The KFC is spicy. It's not like home at all. For the first time today, I am feeling slightly queasy.
OK, I say. Time for some pizza. I pick a Pizza Hut-India Teekha Veggie (99 rupees, about $1.85) that's topped with chiles, marinated tomatoes, capsicum, cheese, onion, red paprika, paneer — a type of curd cheese — and baby corn.
Gupta and I dig into the seven-inch pie. It's not as fresh as my uttapam with tomato onion. But it's got a kick I like. Maybe it's the red paprika. Or the peppery corn.
"Need some ketchup?" asks Gupta. He saturates his slice with Heinz.
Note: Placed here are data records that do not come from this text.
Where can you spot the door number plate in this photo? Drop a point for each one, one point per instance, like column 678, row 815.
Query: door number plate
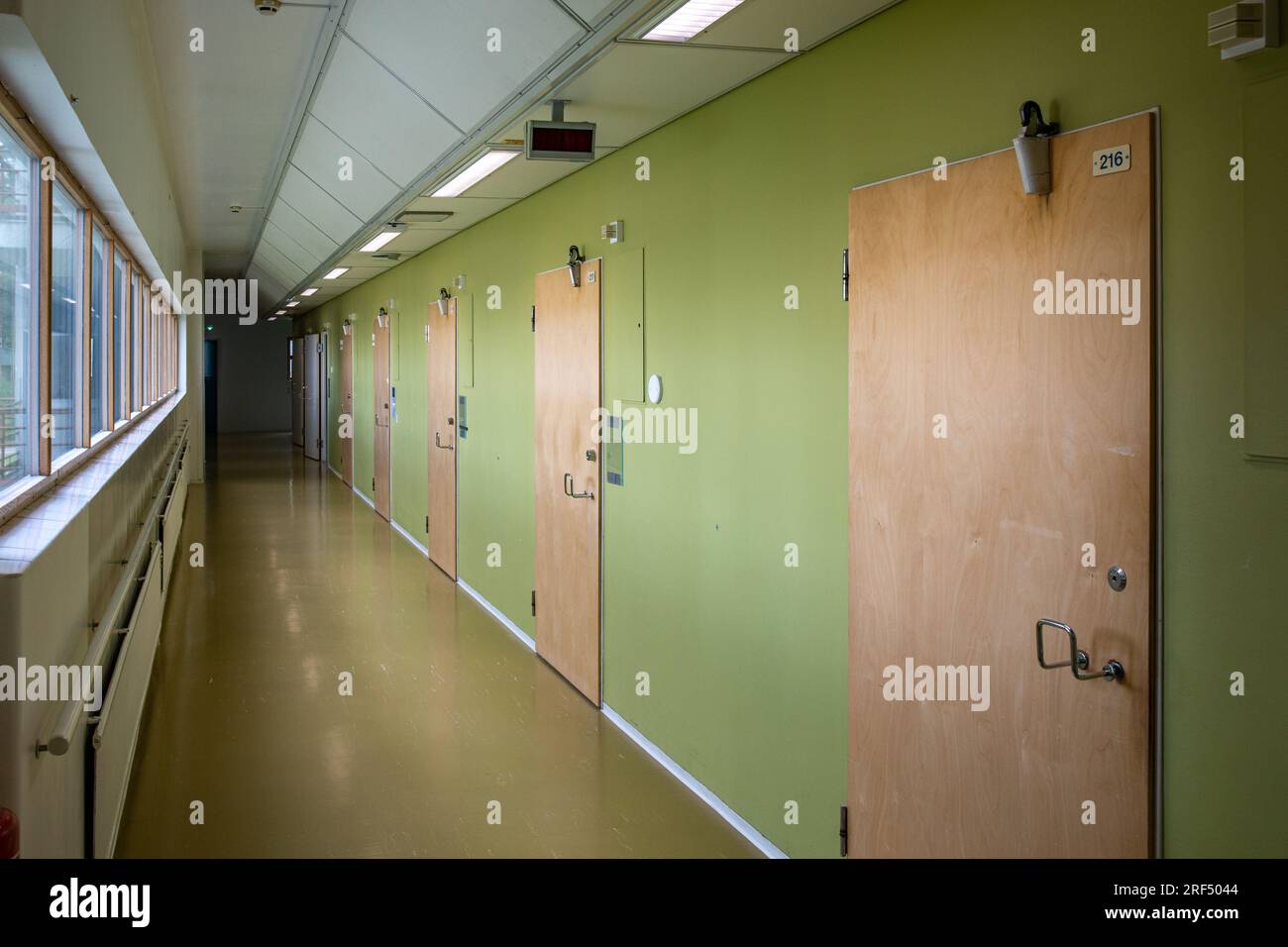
column 1111, row 159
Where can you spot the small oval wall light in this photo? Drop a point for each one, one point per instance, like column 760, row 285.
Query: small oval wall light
column 655, row 388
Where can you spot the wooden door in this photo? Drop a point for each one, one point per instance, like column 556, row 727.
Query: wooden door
column 312, row 397
column 991, row 445
column 567, row 474
column 346, row 431
column 380, row 453
column 296, row 390
column 441, row 407
column 323, row 398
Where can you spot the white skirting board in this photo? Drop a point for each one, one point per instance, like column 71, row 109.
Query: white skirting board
column 652, row 749
column 700, row 791
column 497, row 613
column 406, row 535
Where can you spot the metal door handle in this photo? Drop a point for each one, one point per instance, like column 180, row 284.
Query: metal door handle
column 1078, row 660
column 568, row 491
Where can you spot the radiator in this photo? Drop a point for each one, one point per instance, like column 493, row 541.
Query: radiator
column 171, row 519
column 117, row 728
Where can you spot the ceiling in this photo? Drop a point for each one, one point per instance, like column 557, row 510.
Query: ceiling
column 408, row 91
column 228, row 111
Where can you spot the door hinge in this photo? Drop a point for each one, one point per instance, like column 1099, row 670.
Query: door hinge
column 845, row 831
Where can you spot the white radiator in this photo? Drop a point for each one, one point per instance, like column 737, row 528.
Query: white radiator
column 171, row 519
column 117, row 728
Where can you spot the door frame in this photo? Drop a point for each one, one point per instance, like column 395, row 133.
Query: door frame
column 1155, row 626
column 429, row 421
column 348, row 343
column 312, row 342
column 325, row 399
column 389, row 433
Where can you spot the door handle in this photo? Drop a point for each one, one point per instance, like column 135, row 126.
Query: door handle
column 1078, row 660
column 568, row 489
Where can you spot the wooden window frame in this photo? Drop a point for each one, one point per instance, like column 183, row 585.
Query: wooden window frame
column 48, row 470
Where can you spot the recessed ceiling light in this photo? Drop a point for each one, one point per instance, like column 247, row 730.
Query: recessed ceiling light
column 423, row 217
column 377, row 241
column 691, row 20
column 476, row 171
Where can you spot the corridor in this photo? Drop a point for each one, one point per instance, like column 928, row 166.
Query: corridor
column 450, row 714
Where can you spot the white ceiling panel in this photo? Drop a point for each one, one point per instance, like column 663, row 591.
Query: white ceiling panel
column 269, row 289
column 318, row 154
column 278, row 265
column 369, row 262
column 362, row 103
column 277, row 239
column 356, row 274
column 316, row 205
column 759, row 24
column 467, row 211
column 636, row 86
column 441, row 48
column 591, row 11
column 301, row 231
column 228, row 111
column 416, row 239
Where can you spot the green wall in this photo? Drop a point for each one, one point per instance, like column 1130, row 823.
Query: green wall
column 748, row 195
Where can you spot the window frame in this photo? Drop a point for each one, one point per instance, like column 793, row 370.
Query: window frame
column 119, row 408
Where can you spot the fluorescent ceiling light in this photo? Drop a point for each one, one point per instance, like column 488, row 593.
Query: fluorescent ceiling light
column 424, row 217
column 476, row 171
column 377, row 241
column 691, row 20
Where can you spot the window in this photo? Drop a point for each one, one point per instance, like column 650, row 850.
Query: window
column 97, row 333
column 147, row 346
column 120, row 341
column 136, row 343
column 18, row 274
column 67, row 249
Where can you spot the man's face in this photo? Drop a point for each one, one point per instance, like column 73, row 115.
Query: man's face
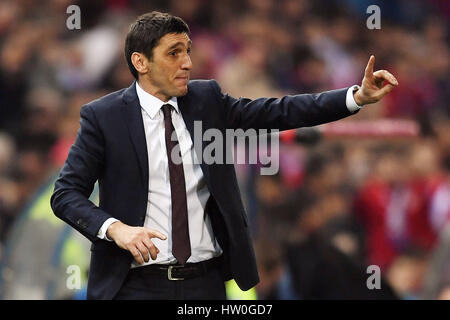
column 170, row 66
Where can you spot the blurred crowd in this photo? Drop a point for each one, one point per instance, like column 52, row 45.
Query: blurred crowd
column 337, row 205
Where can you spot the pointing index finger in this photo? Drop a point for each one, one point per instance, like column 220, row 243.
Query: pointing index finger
column 369, row 67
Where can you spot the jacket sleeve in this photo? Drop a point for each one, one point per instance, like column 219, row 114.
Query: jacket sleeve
column 288, row 112
column 70, row 199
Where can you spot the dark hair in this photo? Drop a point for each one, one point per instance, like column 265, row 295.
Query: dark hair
column 146, row 31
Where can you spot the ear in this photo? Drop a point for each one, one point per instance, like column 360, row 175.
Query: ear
column 140, row 62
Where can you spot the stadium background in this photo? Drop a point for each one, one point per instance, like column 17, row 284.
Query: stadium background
column 373, row 189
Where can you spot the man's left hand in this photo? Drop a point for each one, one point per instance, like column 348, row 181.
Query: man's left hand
column 372, row 89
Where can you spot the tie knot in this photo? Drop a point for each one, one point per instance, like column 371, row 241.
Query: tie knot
column 166, row 110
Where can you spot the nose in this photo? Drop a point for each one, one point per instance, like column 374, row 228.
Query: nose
column 187, row 63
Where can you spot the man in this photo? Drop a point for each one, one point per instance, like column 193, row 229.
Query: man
column 165, row 229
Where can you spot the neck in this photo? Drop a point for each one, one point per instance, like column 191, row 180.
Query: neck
column 149, row 88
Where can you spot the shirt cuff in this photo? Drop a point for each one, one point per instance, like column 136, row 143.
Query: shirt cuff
column 102, row 232
column 352, row 106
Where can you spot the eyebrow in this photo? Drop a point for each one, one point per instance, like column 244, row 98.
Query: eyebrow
column 179, row 43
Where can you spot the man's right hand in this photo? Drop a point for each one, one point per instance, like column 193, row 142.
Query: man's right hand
column 136, row 240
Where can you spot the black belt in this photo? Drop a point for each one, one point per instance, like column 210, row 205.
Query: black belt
column 176, row 271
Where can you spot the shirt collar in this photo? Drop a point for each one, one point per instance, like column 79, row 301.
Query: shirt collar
column 152, row 104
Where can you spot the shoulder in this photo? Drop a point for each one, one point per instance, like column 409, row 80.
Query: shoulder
column 107, row 102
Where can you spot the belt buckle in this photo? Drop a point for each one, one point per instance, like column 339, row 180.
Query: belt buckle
column 169, row 274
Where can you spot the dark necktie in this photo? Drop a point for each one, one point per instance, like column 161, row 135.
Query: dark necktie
column 181, row 245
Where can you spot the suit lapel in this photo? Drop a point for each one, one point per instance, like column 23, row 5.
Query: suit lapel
column 131, row 110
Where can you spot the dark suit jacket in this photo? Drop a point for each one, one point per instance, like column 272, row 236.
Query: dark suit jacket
column 110, row 147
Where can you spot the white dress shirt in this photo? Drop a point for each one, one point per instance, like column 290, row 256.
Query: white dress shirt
column 159, row 210
column 203, row 244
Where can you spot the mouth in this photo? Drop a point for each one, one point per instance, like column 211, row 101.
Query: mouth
column 182, row 79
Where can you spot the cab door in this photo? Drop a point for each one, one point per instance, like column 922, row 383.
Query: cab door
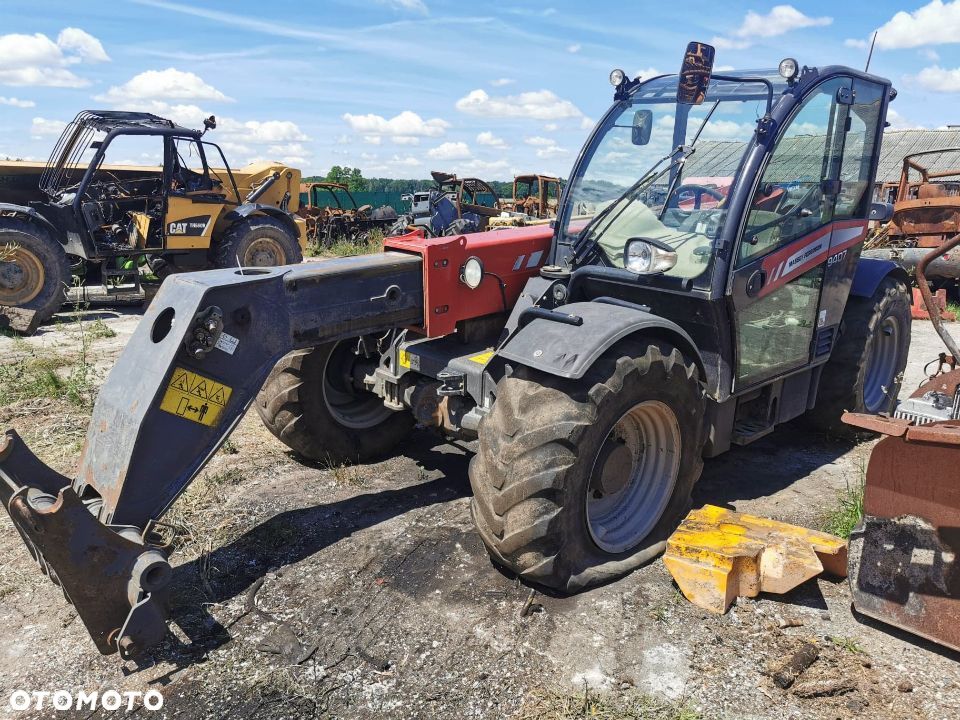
column 789, row 233
column 193, row 204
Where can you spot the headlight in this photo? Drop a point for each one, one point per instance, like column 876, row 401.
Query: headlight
column 472, row 273
column 788, row 68
column 648, row 258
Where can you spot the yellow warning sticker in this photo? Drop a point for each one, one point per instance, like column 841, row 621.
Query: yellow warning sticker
column 483, row 358
column 195, row 397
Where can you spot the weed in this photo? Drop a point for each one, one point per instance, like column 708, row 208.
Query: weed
column 848, row 644
column 845, row 516
column 543, row 704
column 99, row 329
column 345, row 247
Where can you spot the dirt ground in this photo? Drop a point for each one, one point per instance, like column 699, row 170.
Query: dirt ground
column 361, row 592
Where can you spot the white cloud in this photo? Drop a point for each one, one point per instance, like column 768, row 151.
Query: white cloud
column 780, row 20
column 404, row 162
column 169, row 84
column 82, row 45
column 934, row 24
column 536, row 140
column 36, row 60
column 939, row 79
column 43, row 128
column 551, row 151
column 646, row 73
column 16, row 102
column 538, row 105
column 412, row 5
column 490, row 140
column 406, row 124
column 450, row 151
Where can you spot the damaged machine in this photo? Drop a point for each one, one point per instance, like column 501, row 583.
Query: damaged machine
column 904, row 556
column 597, row 362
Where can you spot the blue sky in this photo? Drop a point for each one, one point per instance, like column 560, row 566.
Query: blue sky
column 401, row 87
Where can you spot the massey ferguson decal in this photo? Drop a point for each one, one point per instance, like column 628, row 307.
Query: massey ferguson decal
column 189, row 227
column 831, row 241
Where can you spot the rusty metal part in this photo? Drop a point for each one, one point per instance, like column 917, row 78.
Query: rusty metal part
column 932, row 307
column 717, row 555
column 905, row 554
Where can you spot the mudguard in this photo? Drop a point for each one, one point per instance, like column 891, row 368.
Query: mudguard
column 870, row 273
column 569, row 349
column 247, row 209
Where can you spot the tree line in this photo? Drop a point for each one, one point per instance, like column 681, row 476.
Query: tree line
column 355, row 182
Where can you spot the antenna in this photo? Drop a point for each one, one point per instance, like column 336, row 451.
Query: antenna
column 870, row 54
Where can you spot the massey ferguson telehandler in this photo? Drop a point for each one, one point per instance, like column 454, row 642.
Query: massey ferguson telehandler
column 192, row 213
column 597, row 362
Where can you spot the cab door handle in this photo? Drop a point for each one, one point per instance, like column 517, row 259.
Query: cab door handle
column 755, row 282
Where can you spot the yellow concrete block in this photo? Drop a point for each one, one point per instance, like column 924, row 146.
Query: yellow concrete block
column 717, row 555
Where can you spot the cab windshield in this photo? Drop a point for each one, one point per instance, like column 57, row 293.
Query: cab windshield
column 636, row 181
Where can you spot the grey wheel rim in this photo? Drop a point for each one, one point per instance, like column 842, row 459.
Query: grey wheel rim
column 350, row 407
column 626, row 502
column 881, row 367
I am laughing at this, but Gupta is happily chewing. He rolls his pizza up like dosa. He pores over the plastic menu and suddenly points. Pizza Hut-India has Chocolate Truffle Cake With Cottage Cheese.
I am getting full. But this sounds worth a try.
Shall we split one? I say.
Gupta stares. His eyes are like perfect lentils. His mouth is in an upswing. There is the start of a definite curl.
Delhi may be closed for the day. But C.K. Gupta is smiling.
We are in northern India, and it is time for dessert.